Narrow Roads Are Causing Problems

MOUNDSVILLE – As the oil and gas industry continues to grow in Marshall County, so does the amount of truck traffic on narrow, dilapidated roads traveling to operation sites in some of the most rural parts of the county.

The combination of small country roads and heavy trucks sometimes driven by workers unfamiliar with the area has resulted in numerous instances of large vehicles running off the road, getting stuck or rolling over on narrow turns.

Marshall County Sheriff Kevin Cecil said accidents of this nature have been keeping his staff busy since the industry has boomed in the region. So far, not much has been done to prevent it either, he said.

“There are suggested routes for these trucks, but there is nothing preventing them from taking the smaller roads,” Cecil said. “It’s very frustrating. People look to us for answers, but we don’t have the ability to limit trucks on the road.”

Truck accidents that cause roads to shut down are not only a headache for drivers, but can also keep emergency personnel who drive ambulances or fire trucks from reaching a location quickly, as detours on the rural roads usually mean tacking on an extra 20-30 minutes of travel time.

A solution could be as simple as putting up a sign warning drivers which roads are dangerous for big trucks. Cecil said Fork Ridge Road was a hot spot for truck accidents until warning signs were recently installed advising drivers to avoid the hill. These warnings have almost eliminated truck problems in that area, he said.

Cecil hopes the West Virginia Division of Highways will invest in putting up more signs around the county to help combat truck problems.

“It goes to Charleston to make those kind of decisions,” Cecil said. “I’ve written the DOH asking to look into it, to look into the conditions and come up with an alternate plan. Signage would go a long way.”

However, Brent Walker, director of the West Virginia Department of Transportation, said the problem isn’t necessarily limited to trucks working for the oil and gas industry.

“They could be contractors or trucks making deliveries that aren’t associated with oil and gas,” Walker said. “What we’re finding is they are trucks with a job in Moundsville and have to go to Cameron or Fairmont and they are relying on GPS systems. It’s not limited to oil and gas.”
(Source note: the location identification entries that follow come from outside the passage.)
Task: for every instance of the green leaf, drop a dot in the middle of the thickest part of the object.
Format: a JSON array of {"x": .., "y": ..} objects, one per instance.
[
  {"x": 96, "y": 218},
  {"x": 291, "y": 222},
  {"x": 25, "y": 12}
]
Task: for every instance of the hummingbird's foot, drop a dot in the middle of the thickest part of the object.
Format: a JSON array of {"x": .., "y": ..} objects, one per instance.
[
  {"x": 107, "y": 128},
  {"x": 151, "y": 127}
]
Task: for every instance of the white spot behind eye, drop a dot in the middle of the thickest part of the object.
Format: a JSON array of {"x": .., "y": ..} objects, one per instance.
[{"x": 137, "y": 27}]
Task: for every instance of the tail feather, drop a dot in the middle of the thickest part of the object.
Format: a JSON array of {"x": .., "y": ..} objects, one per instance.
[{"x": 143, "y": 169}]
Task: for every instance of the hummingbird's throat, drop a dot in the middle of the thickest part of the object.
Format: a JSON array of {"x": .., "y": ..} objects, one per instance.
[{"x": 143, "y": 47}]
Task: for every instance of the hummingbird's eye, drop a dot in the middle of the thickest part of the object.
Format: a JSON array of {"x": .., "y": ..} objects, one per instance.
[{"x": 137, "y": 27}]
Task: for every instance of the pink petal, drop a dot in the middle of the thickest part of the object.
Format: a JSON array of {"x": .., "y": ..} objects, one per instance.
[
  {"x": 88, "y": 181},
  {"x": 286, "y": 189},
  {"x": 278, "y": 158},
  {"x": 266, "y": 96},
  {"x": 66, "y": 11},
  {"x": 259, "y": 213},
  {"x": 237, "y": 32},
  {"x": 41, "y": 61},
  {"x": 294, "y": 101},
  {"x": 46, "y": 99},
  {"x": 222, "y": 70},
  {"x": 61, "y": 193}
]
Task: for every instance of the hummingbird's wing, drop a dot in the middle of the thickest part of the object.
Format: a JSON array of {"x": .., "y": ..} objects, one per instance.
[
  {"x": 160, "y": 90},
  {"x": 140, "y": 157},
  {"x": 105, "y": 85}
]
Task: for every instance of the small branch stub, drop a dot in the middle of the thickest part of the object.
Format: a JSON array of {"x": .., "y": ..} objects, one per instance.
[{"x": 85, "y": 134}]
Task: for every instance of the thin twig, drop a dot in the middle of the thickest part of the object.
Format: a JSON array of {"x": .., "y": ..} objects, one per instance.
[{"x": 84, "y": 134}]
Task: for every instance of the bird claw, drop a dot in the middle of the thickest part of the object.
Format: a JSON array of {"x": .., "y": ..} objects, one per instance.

Walker said gas companies in the county work with coordinators from the DOT to create predetermined routes before making deliveries. He said trucks that get stuck on small roads are probably delivery trucks looking for shortcuts to make deliveries on time. They also might be using a GPS system designed for cars instead of specialized GPS systems for trucks that determine routes suitable for large vehicles.

“The responsibility is with the companies to follow those maintenance agreements and the predetermined routes,” Walker said. “If it’s one of (the oil and gas) trucks, they would not be very happy. I would say it might be contractors that aren’t part of that or general deliveries that rely too heavily on maybe not the right GPS.”

Walker said the state continues to monitor these accidents and will put up more warning signs if trucks keep getting stuck on certain roads.

“Whenever we get notice (of an incident,) crews go out and take a look,” Walker said. “We certainly want to continue to provide safety in this regard by giving trucks a heads up. There is some accountability on their part as well.”